Saltar al contenido

Endpoint

Fin de soporte de Windows 10: decisiones para un parque que no se actualiza solo

Desde octubre de 2025, Windows 10 ya no recibe actualizaciones de seguridad. Para un parque institucional, la respuesta no es una compra masiva: es un inventario y un plan por fases.

El 14 de octubre de 2025 terminó el soporte estándar de Windows 10: sin actualizaciones de seguridad, cada equipo que siga en esa versión acumula vulnerabilidades conocidas y sin parche. Para una organización con decenas o cientos de equipos, la pregunta no es si migrar, sino en qué orden y con qué presupuesto.

Las tres rutas posibles

Para cada equipo del parque existen, en esencia, tres caminos:

  • Actualizar a Windows 11 donde el hardware lo permite. Los requisitos (TPM 2.0 y procesadores relativamente recientes) dejan fuera a una parte de los parques antiguos.
  • Renovar el equipo cuando no cumple requisitos y su ciclo de vida lo justifica.
  • Actualizaciones de seguridad extendidas (ESU) como puente pagado y temporal para los equipos que no pueden moverse todavía — un costo que crece cada año y que conviene tratar como excepción, no como estrategia.

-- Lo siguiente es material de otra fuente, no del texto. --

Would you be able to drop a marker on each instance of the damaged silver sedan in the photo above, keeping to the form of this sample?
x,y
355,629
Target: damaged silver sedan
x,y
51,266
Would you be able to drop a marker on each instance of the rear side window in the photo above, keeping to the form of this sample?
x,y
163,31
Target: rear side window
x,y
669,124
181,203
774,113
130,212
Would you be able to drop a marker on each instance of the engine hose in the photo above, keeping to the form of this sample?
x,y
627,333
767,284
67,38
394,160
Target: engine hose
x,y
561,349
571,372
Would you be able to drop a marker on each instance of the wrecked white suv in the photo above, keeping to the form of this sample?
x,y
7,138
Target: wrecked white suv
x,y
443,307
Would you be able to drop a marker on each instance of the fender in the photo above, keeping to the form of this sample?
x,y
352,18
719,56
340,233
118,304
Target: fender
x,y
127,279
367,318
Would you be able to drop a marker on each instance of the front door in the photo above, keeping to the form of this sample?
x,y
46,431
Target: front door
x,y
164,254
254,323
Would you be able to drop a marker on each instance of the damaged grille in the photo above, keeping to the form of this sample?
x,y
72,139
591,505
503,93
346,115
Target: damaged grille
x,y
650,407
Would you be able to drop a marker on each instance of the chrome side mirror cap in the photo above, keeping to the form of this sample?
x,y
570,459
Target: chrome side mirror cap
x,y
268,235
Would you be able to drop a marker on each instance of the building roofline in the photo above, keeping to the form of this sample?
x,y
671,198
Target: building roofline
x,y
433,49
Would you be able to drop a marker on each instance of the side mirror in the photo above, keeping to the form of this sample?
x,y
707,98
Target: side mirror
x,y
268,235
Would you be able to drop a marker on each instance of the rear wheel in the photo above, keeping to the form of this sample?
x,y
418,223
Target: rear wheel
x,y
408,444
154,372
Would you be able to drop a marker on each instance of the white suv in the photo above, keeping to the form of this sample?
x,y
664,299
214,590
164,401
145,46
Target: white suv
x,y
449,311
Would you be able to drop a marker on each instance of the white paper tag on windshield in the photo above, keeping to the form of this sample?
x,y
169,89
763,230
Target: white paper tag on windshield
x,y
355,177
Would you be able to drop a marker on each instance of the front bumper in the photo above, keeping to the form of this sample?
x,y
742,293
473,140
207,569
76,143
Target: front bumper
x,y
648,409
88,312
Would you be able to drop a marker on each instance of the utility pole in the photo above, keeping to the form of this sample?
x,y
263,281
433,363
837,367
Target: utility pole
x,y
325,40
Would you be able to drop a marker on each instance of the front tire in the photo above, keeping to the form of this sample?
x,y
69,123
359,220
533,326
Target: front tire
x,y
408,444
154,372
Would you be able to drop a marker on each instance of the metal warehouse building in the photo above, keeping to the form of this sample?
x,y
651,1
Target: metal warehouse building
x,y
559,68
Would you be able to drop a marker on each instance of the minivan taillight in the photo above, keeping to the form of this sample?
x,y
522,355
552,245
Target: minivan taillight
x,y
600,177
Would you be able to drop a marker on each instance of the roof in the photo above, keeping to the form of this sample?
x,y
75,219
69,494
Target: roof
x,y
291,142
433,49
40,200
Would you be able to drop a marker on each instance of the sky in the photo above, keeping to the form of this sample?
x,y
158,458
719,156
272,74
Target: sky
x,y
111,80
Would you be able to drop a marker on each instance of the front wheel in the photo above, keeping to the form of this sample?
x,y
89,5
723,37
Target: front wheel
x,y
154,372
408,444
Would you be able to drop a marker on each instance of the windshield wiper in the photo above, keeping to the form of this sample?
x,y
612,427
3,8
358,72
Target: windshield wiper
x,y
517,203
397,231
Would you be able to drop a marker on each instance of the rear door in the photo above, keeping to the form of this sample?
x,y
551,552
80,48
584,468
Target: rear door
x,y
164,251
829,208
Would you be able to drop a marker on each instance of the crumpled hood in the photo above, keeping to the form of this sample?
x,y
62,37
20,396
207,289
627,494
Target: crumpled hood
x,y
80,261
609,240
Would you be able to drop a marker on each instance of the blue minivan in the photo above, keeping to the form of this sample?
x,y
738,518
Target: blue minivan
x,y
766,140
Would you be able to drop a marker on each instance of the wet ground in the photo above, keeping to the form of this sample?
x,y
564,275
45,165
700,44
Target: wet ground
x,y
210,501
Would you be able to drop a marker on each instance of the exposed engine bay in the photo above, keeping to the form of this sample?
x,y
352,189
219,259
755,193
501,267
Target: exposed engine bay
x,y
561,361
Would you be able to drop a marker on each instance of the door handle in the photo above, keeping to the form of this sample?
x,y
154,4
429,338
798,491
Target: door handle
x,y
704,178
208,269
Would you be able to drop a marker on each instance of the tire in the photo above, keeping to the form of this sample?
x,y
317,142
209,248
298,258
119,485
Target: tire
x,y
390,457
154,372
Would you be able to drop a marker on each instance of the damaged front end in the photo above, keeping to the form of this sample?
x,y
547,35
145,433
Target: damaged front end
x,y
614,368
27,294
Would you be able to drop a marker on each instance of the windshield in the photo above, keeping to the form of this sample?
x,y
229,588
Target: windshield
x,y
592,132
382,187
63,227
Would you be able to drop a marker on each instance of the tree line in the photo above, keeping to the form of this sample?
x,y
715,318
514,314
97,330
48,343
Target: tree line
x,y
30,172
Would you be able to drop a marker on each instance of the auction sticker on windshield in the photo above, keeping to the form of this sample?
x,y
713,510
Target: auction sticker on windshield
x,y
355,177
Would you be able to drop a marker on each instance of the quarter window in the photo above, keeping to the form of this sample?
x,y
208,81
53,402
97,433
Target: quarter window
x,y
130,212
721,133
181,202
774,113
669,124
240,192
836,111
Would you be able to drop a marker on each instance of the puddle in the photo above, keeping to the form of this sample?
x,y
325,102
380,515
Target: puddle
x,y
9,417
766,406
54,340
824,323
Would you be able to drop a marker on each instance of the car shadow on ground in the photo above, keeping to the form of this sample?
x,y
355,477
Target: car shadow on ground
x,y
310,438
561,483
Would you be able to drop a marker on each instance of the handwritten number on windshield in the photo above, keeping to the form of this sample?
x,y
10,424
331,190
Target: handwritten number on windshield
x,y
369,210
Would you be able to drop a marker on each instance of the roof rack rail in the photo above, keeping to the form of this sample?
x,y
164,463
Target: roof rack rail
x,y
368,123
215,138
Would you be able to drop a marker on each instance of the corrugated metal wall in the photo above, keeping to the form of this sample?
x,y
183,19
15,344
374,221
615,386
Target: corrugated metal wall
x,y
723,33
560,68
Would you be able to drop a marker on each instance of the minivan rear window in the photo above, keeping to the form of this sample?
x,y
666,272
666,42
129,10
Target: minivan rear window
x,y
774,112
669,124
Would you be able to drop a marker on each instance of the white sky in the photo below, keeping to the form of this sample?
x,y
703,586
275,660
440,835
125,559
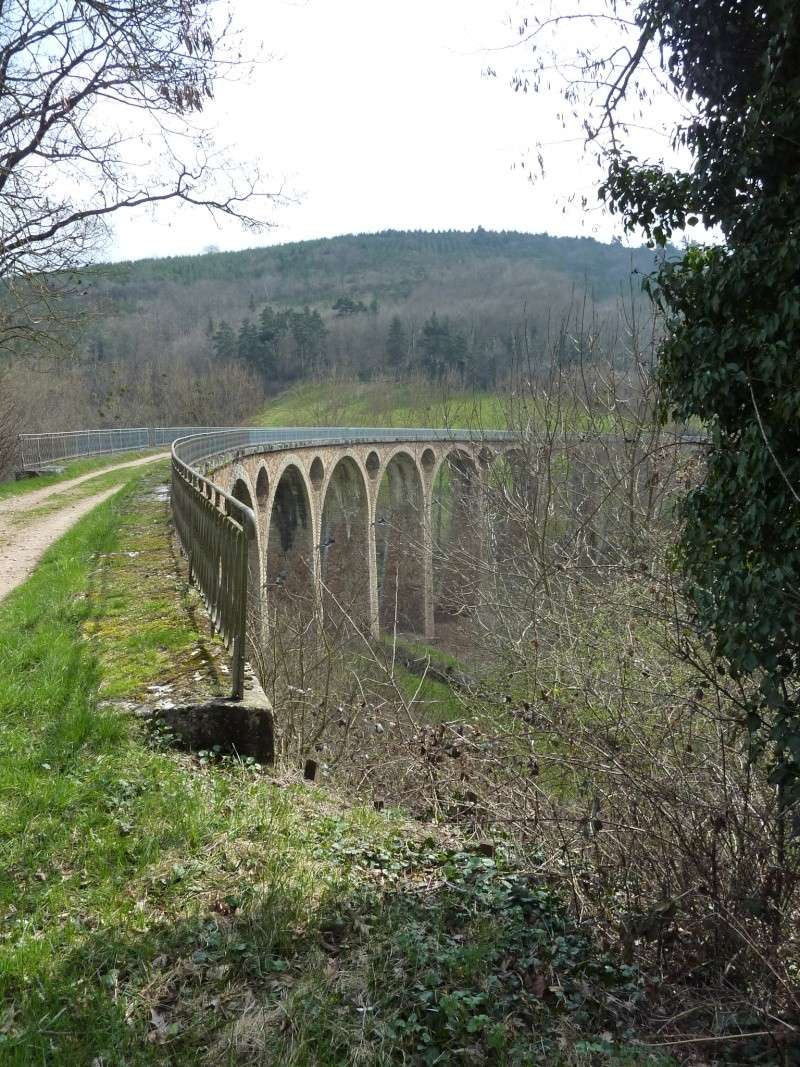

El paso previo que define el costo

Ninguna de esas decisiones puede tomarse bien sin un dato básico que sorprendentemente pocas organizaciones tienen al día: el inventario real. Cuántos equipos existen, qué hardware tienen, cuáles cumplen requisitos de Windows 11 y cuáles se usan tan poco que no ameritan renovación.

Con una plataforma de gestión de endpoints ese inventario se obtiene de la propia herramienta en horas. Sin ella, el levantamiento manual suele ser la parte más cara del proyecto — y una razón más para gobernar el parque de forma centralizada antes de la próxima transición forzada.

Nuestra recomendación

Tratar el fin de soporte como un proyecto con matriz de riesgos: inventario primero, luego clasificación de equipos por ruta (actualizar, renovar, ESU temporal), y un calendario por fases que respete presupuesto y operación. La urgencia real existe, pero se administra con orden, no con compras de pánico.